Again, Thank You all for your advice, and Thank You SPLC for all that you do.
#85 Comment By Reynardine On October 2, 2012 @ 2:48 pm
MRJ: I tried to answer before, and, as I am wireless, a lowflying plane glitched a lengthy answer, but let us try again.
DARVO is indeed a favorite tactic of abusers, of pathological families, and indeed, of whole oppressive strata of society. It is hard to fight, because the abuser proceeds from a position of self-righteousness, while the victim is sooner or later convinced of a culpability that is such an ingrained part of her/his identity that no amount of impeccable conduct can ever mitigate it. It is exactly because of this that individual or class victims tend to do poorly in court, as well: these are the people who flunk lie detector tests when they’re innocent, while the insoucience of abusers/psychopaths fool machines and human triers of fact alike.
Thus, it is all the more important that you collect and organize evidence, because the victim herself has been so thoroughly mind f****ed that, when she allows herself to remember at all, she will remember in ways that both trivialize the event and put her at fault. Before you ever have to convince any authority of what happened and how, you may have to convince her first.

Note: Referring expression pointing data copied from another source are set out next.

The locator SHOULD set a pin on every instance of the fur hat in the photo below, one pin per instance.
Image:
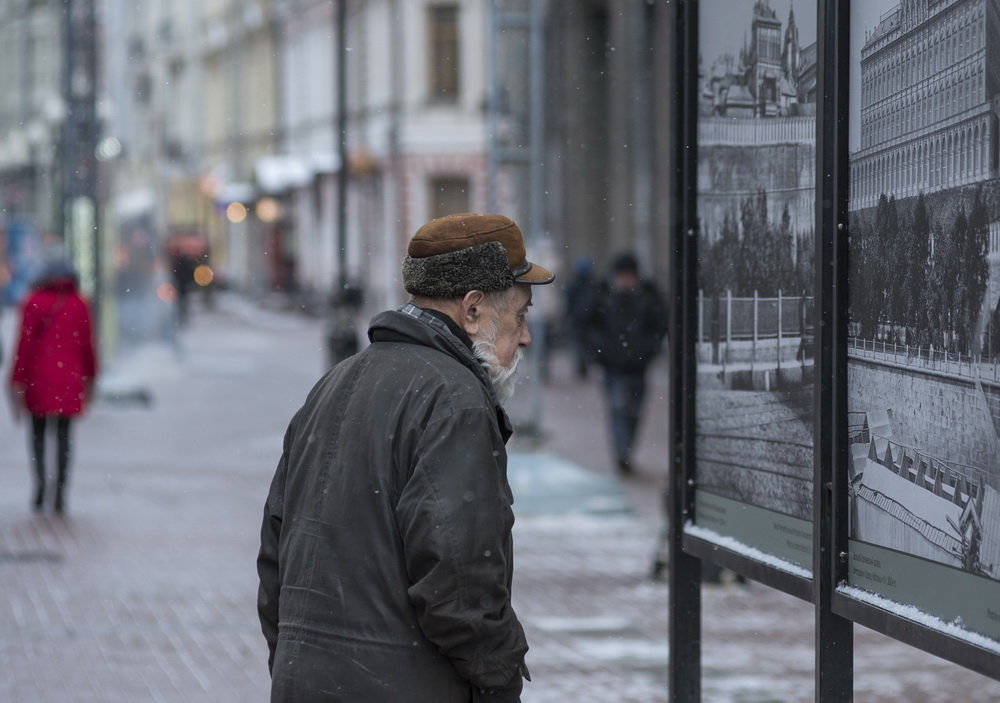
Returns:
(452, 255)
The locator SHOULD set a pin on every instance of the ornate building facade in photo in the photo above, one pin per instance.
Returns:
(929, 84)
(757, 126)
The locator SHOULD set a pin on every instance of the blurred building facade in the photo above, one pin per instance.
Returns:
(223, 119)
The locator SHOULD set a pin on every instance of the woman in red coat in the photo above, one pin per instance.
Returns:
(54, 367)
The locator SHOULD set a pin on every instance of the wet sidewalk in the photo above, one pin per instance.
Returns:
(145, 590)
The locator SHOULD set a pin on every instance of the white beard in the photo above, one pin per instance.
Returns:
(504, 378)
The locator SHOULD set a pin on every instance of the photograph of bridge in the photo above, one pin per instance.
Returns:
(756, 205)
(924, 280)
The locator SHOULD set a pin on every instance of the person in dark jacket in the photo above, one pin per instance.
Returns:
(628, 322)
(385, 561)
(54, 368)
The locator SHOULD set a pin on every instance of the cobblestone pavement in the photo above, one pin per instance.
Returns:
(145, 591)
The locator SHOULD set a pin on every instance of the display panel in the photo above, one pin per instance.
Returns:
(754, 398)
(923, 379)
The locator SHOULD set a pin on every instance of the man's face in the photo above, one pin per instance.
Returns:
(512, 326)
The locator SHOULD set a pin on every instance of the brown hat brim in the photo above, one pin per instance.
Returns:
(536, 275)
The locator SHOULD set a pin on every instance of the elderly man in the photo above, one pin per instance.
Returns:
(386, 559)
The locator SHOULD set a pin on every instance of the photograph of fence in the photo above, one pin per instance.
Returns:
(924, 280)
(756, 203)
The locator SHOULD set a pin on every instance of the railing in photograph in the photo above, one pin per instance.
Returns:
(939, 360)
(954, 481)
(857, 428)
(726, 318)
(713, 131)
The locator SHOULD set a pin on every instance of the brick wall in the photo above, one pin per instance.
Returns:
(948, 418)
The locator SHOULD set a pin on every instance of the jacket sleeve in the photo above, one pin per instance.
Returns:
(26, 343)
(455, 520)
(88, 360)
(268, 564)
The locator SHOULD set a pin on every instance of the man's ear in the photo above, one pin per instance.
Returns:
(471, 312)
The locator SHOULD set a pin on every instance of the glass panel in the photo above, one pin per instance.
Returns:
(923, 380)
(756, 207)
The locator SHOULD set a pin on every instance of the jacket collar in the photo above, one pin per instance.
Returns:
(414, 325)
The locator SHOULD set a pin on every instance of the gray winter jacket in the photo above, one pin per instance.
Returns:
(386, 558)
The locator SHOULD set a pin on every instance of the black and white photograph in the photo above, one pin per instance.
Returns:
(924, 281)
(756, 212)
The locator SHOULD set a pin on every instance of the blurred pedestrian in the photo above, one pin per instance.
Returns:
(578, 302)
(627, 321)
(385, 559)
(54, 368)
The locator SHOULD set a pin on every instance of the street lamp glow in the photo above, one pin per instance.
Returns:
(268, 210)
(236, 212)
(203, 275)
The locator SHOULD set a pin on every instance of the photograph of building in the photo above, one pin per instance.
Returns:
(923, 383)
(756, 197)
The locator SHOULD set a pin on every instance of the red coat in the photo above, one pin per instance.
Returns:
(55, 361)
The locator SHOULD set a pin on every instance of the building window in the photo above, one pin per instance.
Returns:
(443, 52)
(448, 195)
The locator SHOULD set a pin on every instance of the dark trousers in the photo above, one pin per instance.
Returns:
(624, 392)
(39, 423)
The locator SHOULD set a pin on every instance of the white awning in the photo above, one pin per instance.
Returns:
(276, 174)
(235, 192)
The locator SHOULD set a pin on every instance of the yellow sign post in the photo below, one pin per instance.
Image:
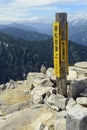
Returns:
(60, 39)
(56, 39)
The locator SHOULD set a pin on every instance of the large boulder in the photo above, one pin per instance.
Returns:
(76, 118)
(38, 92)
(51, 75)
(81, 69)
(81, 65)
(38, 80)
(57, 102)
(77, 87)
(71, 76)
(82, 101)
(70, 103)
(2, 86)
(60, 121)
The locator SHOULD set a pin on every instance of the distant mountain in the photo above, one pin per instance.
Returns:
(24, 34)
(18, 56)
(24, 27)
(78, 31)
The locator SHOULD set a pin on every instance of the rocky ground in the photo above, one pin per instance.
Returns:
(34, 104)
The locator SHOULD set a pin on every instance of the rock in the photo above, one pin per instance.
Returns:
(38, 92)
(38, 80)
(60, 124)
(38, 99)
(26, 92)
(81, 65)
(46, 128)
(70, 103)
(40, 126)
(76, 118)
(11, 85)
(50, 74)
(1, 113)
(20, 82)
(60, 121)
(2, 86)
(82, 101)
(62, 103)
(51, 127)
(43, 69)
(72, 76)
(54, 101)
(77, 87)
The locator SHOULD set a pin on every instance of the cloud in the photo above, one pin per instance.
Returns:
(40, 10)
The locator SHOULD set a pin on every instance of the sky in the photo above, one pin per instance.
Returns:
(41, 10)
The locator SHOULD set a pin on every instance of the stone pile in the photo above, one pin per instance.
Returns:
(42, 108)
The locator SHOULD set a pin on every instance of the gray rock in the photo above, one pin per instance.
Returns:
(62, 103)
(70, 103)
(76, 118)
(60, 124)
(81, 65)
(38, 92)
(54, 101)
(1, 114)
(77, 87)
(82, 101)
(26, 92)
(40, 126)
(2, 86)
(43, 69)
(60, 121)
(50, 74)
(71, 76)
(11, 85)
(51, 127)
(38, 80)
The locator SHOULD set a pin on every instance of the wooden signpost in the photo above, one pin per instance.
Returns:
(60, 38)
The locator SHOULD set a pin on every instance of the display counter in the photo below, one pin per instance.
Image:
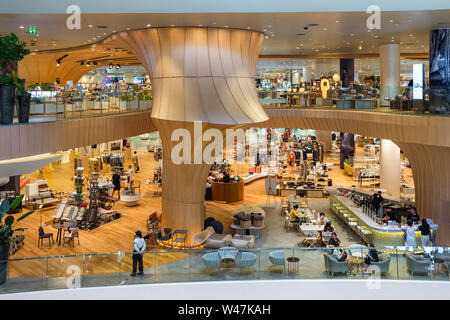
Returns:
(366, 226)
(229, 192)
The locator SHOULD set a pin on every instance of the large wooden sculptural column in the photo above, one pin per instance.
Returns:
(198, 74)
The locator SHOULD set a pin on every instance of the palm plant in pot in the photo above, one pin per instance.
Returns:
(12, 50)
(7, 232)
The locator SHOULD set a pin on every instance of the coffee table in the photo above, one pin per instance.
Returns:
(356, 262)
(292, 264)
(227, 263)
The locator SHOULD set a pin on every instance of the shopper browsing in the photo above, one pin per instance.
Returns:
(410, 234)
(116, 183)
(424, 229)
(135, 161)
(138, 251)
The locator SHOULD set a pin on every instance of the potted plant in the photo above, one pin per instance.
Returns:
(6, 233)
(12, 50)
(8, 85)
(24, 99)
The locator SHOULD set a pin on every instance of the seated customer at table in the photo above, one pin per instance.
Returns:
(322, 219)
(372, 256)
(293, 214)
(334, 241)
(226, 177)
(328, 227)
(389, 215)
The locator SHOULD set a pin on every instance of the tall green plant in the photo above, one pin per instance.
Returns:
(7, 225)
(11, 50)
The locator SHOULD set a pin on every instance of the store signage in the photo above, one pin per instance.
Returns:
(418, 81)
(32, 30)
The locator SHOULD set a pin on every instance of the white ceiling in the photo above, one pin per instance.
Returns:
(337, 33)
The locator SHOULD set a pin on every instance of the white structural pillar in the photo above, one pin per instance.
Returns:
(390, 167)
(389, 72)
(307, 74)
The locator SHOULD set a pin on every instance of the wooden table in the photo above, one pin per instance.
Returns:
(356, 262)
(59, 227)
(229, 192)
(292, 264)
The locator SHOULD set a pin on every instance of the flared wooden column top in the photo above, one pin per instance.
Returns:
(200, 74)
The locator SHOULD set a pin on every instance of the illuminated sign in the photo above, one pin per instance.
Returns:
(418, 80)
(32, 30)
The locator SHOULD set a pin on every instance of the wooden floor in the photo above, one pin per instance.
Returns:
(118, 235)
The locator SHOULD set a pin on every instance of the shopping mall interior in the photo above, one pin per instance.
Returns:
(242, 143)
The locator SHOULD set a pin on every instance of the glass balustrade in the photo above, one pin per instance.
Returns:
(96, 270)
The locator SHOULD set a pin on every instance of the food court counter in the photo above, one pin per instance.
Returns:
(229, 192)
(368, 229)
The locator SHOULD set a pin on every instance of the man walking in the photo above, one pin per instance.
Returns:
(138, 251)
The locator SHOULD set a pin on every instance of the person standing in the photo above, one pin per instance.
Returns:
(425, 231)
(410, 234)
(135, 161)
(376, 201)
(130, 177)
(138, 251)
(116, 183)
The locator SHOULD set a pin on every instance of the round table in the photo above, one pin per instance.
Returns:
(292, 264)
(356, 262)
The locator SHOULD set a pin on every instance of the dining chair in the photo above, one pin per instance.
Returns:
(43, 235)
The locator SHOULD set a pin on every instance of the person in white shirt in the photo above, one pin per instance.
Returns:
(138, 251)
(410, 232)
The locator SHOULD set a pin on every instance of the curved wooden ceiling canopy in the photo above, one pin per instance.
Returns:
(205, 74)
(41, 67)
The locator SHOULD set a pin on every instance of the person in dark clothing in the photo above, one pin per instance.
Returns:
(226, 177)
(424, 229)
(376, 200)
(116, 183)
(138, 251)
(334, 241)
(372, 256)
(412, 215)
(389, 215)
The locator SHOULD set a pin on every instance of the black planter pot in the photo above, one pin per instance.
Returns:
(3, 263)
(24, 108)
(7, 101)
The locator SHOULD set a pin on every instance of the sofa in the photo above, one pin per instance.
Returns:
(216, 241)
(332, 265)
(417, 263)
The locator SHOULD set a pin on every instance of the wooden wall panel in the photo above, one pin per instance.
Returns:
(23, 140)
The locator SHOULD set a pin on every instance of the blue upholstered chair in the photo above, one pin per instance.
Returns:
(211, 260)
(228, 253)
(246, 260)
(277, 258)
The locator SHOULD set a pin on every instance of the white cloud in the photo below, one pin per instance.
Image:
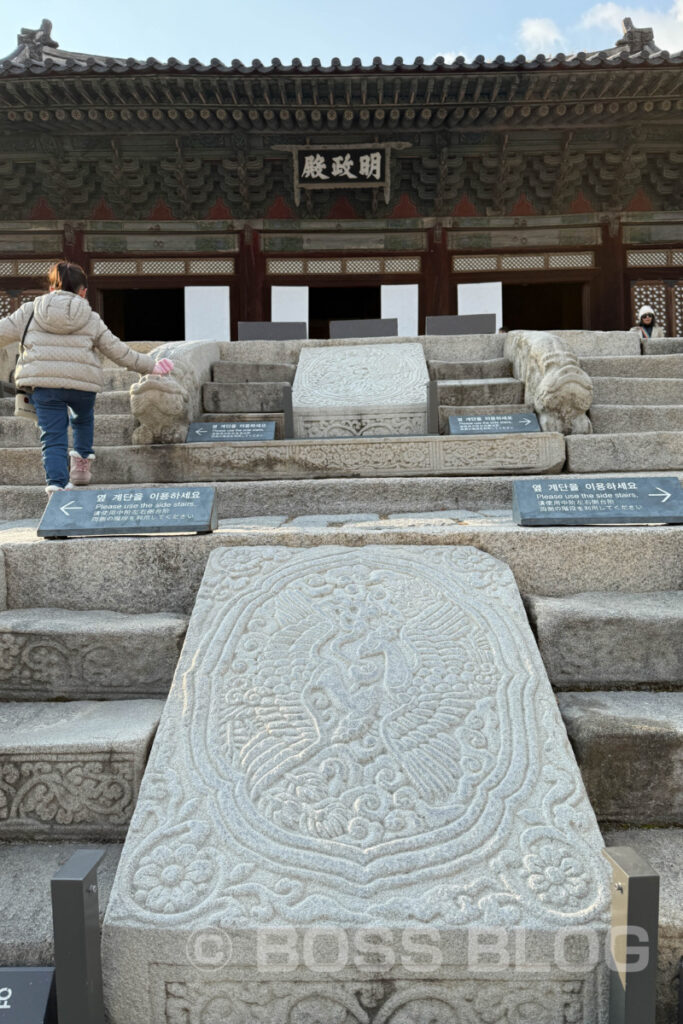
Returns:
(668, 25)
(540, 35)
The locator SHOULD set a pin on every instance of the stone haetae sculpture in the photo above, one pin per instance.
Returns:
(554, 382)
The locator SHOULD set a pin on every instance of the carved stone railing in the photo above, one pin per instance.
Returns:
(554, 383)
(164, 407)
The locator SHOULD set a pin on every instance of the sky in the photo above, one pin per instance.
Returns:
(265, 29)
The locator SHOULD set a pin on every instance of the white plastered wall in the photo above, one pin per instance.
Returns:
(481, 298)
(401, 301)
(208, 312)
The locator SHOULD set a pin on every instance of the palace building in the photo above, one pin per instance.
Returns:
(547, 189)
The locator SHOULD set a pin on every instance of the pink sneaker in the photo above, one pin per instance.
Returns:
(80, 472)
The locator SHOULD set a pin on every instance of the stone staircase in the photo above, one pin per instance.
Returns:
(91, 628)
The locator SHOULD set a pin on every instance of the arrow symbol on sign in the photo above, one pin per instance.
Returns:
(660, 493)
(70, 506)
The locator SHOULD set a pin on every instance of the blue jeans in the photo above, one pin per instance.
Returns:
(56, 407)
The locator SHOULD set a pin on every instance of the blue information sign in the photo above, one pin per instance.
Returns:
(166, 508)
(620, 501)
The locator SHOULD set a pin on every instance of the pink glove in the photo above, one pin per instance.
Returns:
(163, 367)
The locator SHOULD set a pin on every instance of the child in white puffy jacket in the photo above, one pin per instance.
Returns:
(59, 365)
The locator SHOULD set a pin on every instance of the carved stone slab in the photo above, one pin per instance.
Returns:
(359, 743)
(360, 390)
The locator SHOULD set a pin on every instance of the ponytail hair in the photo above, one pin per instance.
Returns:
(66, 276)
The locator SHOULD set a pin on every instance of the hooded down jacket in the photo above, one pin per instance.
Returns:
(62, 344)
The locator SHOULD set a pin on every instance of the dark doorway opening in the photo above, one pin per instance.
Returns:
(341, 303)
(145, 313)
(544, 307)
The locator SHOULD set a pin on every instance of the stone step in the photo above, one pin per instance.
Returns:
(73, 770)
(637, 391)
(236, 373)
(663, 346)
(427, 456)
(635, 419)
(162, 572)
(52, 653)
(258, 397)
(469, 370)
(119, 379)
(26, 908)
(494, 391)
(650, 451)
(380, 496)
(610, 641)
(663, 849)
(110, 430)
(112, 402)
(630, 751)
(634, 366)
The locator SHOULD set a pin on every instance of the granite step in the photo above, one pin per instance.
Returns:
(26, 908)
(630, 751)
(110, 430)
(604, 641)
(425, 456)
(256, 397)
(637, 391)
(663, 346)
(72, 771)
(244, 373)
(635, 419)
(53, 653)
(469, 370)
(634, 366)
(493, 391)
(335, 496)
(663, 849)
(162, 572)
(658, 451)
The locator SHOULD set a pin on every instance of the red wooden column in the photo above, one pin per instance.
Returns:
(250, 299)
(609, 308)
(436, 276)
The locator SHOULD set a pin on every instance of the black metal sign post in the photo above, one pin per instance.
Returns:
(635, 915)
(77, 954)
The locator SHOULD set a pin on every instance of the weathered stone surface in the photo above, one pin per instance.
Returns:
(603, 640)
(26, 911)
(469, 369)
(559, 390)
(16, 432)
(598, 343)
(355, 391)
(646, 451)
(663, 848)
(73, 770)
(663, 346)
(231, 373)
(264, 396)
(630, 751)
(48, 653)
(636, 419)
(309, 458)
(635, 366)
(637, 391)
(492, 391)
(332, 757)
(162, 573)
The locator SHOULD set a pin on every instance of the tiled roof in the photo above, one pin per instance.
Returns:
(37, 53)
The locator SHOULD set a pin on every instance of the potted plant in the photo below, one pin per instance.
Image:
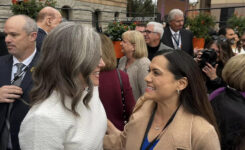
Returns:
(200, 26)
(115, 30)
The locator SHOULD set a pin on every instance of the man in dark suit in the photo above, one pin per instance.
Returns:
(174, 35)
(48, 18)
(21, 33)
(153, 34)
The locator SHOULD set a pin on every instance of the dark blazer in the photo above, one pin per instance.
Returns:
(186, 39)
(186, 132)
(41, 34)
(19, 109)
(3, 48)
(110, 95)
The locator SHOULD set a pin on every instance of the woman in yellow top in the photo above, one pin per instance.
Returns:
(174, 112)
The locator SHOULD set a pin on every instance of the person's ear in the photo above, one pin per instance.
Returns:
(33, 36)
(182, 83)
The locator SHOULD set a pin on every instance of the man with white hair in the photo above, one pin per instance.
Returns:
(174, 35)
(154, 32)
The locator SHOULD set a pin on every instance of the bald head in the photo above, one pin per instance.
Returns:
(48, 18)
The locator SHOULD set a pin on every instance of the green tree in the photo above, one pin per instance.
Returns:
(141, 8)
(32, 7)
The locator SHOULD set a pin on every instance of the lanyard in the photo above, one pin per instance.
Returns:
(177, 40)
(150, 123)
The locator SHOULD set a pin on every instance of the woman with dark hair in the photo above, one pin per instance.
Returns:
(222, 47)
(229, 104)
(118, 107)
(174, 112)
(66, 112)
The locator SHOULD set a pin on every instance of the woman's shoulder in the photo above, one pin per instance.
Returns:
(201, 125)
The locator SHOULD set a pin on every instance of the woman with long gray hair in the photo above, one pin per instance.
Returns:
(66, 112)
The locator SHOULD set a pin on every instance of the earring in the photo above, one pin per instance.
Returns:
(178, 91)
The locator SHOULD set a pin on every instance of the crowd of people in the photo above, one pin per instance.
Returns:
(61, 87)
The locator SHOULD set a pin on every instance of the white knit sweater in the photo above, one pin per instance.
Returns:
(49, 126)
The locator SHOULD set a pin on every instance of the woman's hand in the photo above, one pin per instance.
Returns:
(210, 71)
(111, 129)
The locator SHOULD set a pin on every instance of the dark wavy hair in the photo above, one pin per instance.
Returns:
(194, 97)
(69, 54)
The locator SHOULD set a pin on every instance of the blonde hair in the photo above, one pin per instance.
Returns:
(137, 39)
(234, 72)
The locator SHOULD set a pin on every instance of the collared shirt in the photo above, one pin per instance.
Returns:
(173, 40)
(26, 62)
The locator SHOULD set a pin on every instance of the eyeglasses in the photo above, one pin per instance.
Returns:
(149, 32)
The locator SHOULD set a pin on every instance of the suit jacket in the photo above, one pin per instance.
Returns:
(41, 34)
(186, 132)
(110, 95)
(137, 71)
(3, 48)
(186, 39)
(19, 109)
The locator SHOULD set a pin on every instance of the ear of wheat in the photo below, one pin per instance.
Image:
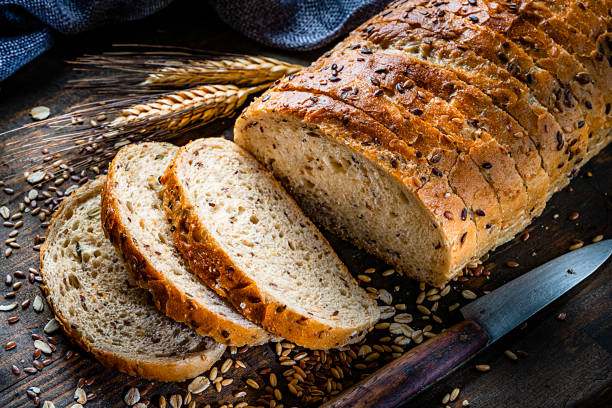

You are very courageous and caring. Good luck!
#86 Comment By Cheryl On October 6, 2012 @ 11:09 am
As woman who grew up watching my violent, alcoholic father brutalize, humiliate, and beat my mother, I don’t find this sort of crap funny. Just reading about it triggers a PTSD response. Parody is protected speech, but there’s nothing funny about demeaning a group of people and inciting violence against them. It’s hate speech, pure and simple.
#87 Comment By shannon miller On February 15, 2013 @ 1:54 pm
As a Victim who became disabled because of Domestic Violence I find this to very offensive and not funny at all. Its sick and shows dysfunction in those who think its humorous. I have to use a wheelchair oh thats real funny.